Bahamian cushion star

Snorkeling out into the ocean was wonderful, but of course there must always be a favorite part of the trip; mine so far has been snorkeling at the Sapona wreck. It was amazing being able to swim through the remarkable splendor of the wreck even though it is also sadly falling apart. Chef Matt informed me that one more hurricane may reduce the Sapona to a pile of rubble because of its current condition. I’m glad to be able to swim through this beauty before that ever happens.

View of the R/V Coral Reef II from inside the Sapona

The warm water and schools of fish around the Sapona were fabulous. This artificial “coral” house proved itself to be very useful to the fishes that call it home. We saw an abundance of grunts. I found it truly incredible listening to the snapping shrimp. The clicking noise was amazing.

Corals growing on the side of the

Evan’s notes

Out of my element? Well, maybe just a little bit. As I swam towards the Sapona wreck, I grew more and more anxious to see all the life in, out, and around the wreck. The Sapona site was a very beautiful thing to see, especially knowing the history behind the vessel it once was. In the day light it was nice, but the suspense of the night was a feeling I will never forget! Since the Sapona was my second night dive this week, I wasn’t nervous at all. I felt ready and equipped. The amount of life living in and around the Sapona was unbelievable; there were thousands of creatures and I was just one of them. I saw coral, sponges, southern stingrays, conchs, bluestriped grunts and my second porcupine fish. I was really hoping to see a scorpion fish. Next time.

Diving the

Schools of grunts inside the Sapona


  1. Such beautiful pictures from inside the sapona! We especially like the picture of the cushion star.

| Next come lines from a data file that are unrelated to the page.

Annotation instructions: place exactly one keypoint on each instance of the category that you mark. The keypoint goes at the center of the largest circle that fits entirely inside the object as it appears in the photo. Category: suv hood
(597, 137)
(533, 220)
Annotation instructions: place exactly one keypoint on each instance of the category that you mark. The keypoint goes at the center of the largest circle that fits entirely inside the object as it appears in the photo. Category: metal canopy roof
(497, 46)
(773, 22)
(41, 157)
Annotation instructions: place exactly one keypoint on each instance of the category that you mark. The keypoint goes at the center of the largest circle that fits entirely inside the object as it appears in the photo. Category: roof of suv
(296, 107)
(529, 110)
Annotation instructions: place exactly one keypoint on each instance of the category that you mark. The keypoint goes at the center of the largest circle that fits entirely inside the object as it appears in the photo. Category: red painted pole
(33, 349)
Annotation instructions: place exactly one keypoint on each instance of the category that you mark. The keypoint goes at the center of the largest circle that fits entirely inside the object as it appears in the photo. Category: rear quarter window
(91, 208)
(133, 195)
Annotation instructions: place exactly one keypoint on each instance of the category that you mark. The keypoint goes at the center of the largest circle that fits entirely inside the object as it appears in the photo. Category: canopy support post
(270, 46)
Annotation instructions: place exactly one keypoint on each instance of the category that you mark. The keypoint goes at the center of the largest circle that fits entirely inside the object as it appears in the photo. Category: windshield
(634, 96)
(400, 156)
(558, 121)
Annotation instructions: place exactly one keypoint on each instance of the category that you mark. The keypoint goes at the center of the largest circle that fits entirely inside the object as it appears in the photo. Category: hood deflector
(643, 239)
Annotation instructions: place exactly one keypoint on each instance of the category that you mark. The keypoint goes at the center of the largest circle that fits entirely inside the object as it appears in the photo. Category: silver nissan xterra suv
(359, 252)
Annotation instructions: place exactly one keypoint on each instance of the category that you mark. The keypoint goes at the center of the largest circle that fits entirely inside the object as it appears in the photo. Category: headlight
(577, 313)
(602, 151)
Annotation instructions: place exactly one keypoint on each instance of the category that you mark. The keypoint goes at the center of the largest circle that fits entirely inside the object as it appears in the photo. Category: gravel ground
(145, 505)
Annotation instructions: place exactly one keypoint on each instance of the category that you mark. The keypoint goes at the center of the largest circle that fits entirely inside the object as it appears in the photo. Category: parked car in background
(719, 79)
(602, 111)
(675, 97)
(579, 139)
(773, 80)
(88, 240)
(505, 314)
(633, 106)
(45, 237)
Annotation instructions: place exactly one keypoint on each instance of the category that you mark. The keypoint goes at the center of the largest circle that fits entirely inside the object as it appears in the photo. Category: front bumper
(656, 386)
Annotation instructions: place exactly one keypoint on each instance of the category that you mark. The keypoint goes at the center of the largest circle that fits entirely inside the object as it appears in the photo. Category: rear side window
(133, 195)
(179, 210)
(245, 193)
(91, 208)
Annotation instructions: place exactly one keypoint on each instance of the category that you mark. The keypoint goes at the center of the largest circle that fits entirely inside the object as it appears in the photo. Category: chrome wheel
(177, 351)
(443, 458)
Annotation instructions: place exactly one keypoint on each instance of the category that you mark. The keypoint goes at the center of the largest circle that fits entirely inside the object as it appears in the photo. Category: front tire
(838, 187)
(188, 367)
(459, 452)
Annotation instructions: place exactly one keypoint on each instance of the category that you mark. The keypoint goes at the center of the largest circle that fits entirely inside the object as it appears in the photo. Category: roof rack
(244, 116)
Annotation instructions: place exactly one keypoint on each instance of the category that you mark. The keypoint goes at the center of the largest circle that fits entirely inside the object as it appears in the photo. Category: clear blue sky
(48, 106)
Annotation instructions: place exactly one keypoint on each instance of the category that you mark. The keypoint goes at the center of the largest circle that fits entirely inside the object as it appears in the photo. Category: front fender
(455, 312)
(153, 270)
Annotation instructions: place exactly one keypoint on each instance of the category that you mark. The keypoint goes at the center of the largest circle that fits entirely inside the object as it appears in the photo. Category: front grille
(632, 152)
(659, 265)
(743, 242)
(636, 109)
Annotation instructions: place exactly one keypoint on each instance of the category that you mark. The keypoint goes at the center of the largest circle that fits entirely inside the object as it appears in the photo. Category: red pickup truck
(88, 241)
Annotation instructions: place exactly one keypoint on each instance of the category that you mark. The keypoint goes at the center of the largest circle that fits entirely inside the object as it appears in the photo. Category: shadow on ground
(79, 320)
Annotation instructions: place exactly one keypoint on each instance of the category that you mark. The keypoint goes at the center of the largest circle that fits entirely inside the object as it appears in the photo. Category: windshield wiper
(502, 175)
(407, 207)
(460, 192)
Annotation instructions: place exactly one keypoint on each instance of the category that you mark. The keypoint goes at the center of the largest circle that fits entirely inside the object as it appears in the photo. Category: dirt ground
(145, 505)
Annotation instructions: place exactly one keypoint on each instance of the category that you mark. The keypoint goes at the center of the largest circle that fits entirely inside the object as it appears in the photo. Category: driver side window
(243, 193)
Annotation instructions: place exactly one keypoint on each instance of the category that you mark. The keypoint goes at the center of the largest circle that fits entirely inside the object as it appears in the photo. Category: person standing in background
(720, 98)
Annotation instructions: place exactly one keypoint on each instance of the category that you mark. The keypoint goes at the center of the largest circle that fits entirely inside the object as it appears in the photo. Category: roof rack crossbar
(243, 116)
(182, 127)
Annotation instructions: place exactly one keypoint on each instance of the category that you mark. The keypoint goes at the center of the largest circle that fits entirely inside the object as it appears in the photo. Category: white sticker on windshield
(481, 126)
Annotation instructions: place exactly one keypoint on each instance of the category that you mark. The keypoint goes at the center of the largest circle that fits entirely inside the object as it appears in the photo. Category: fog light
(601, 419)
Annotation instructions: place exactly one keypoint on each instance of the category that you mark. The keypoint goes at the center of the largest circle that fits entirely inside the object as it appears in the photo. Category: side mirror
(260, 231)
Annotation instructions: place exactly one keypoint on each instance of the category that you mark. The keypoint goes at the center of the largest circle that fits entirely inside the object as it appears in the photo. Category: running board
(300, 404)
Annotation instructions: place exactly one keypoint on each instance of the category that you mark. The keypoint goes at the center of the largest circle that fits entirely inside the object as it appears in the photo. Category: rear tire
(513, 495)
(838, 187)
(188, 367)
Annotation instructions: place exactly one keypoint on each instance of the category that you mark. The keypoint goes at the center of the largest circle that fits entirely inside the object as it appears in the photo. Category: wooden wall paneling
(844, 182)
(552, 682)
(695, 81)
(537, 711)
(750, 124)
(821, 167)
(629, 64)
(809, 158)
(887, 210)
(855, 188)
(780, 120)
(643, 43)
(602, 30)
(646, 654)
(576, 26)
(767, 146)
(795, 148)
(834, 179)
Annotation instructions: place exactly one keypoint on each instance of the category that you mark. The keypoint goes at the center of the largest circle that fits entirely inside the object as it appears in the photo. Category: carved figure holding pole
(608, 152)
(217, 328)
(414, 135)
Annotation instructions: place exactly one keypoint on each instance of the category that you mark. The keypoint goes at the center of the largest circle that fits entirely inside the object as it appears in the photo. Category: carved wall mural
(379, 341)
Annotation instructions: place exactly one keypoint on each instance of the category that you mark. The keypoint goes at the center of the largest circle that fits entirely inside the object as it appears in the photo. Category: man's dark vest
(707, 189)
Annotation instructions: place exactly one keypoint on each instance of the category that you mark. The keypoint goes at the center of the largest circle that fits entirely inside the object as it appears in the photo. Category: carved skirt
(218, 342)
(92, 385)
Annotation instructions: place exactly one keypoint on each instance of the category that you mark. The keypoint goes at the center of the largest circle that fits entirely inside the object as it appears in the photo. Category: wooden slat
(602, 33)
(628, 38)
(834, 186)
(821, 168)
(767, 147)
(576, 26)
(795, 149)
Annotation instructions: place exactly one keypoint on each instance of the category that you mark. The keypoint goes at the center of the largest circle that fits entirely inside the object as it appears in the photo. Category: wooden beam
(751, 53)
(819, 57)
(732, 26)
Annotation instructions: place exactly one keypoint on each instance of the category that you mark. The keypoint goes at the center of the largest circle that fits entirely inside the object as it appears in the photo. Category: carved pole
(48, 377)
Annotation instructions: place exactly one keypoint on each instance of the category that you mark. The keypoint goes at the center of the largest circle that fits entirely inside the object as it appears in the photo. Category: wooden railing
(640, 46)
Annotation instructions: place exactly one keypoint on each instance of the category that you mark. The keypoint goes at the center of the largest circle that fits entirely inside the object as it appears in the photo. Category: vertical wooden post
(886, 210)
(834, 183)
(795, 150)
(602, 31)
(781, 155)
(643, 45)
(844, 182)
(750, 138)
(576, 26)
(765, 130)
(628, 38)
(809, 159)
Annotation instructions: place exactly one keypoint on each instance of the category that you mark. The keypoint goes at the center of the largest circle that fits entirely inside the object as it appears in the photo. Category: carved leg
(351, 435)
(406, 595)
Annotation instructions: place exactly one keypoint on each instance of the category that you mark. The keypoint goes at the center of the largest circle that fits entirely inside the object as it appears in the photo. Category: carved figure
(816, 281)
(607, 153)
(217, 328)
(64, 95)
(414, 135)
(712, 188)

  2. I'm so happy you guys are having such an amazing experience - the Sapona is such a great dive. In addition to the crackling that Bronwyn mentioned I thought the schooling fish were so incredible - the way you could watch them move as a group and become one up close and personal was super cool.

  3. Jane--don't tell anyone, but I totally prefer snorkeling to diving in most cases. It's quieter and to me much more serene. I guess in a way, it's more humbling to snorkel (and free dive) because it's just you and everything else in the ocean! Sometimes I think I miss a lot of cool underwater sounds because the sound of my own breath overpowers anything else!

    Evan: I love this line of yours-- "There were thousands of creatures and I was just one of them." That really puts us in perspective!!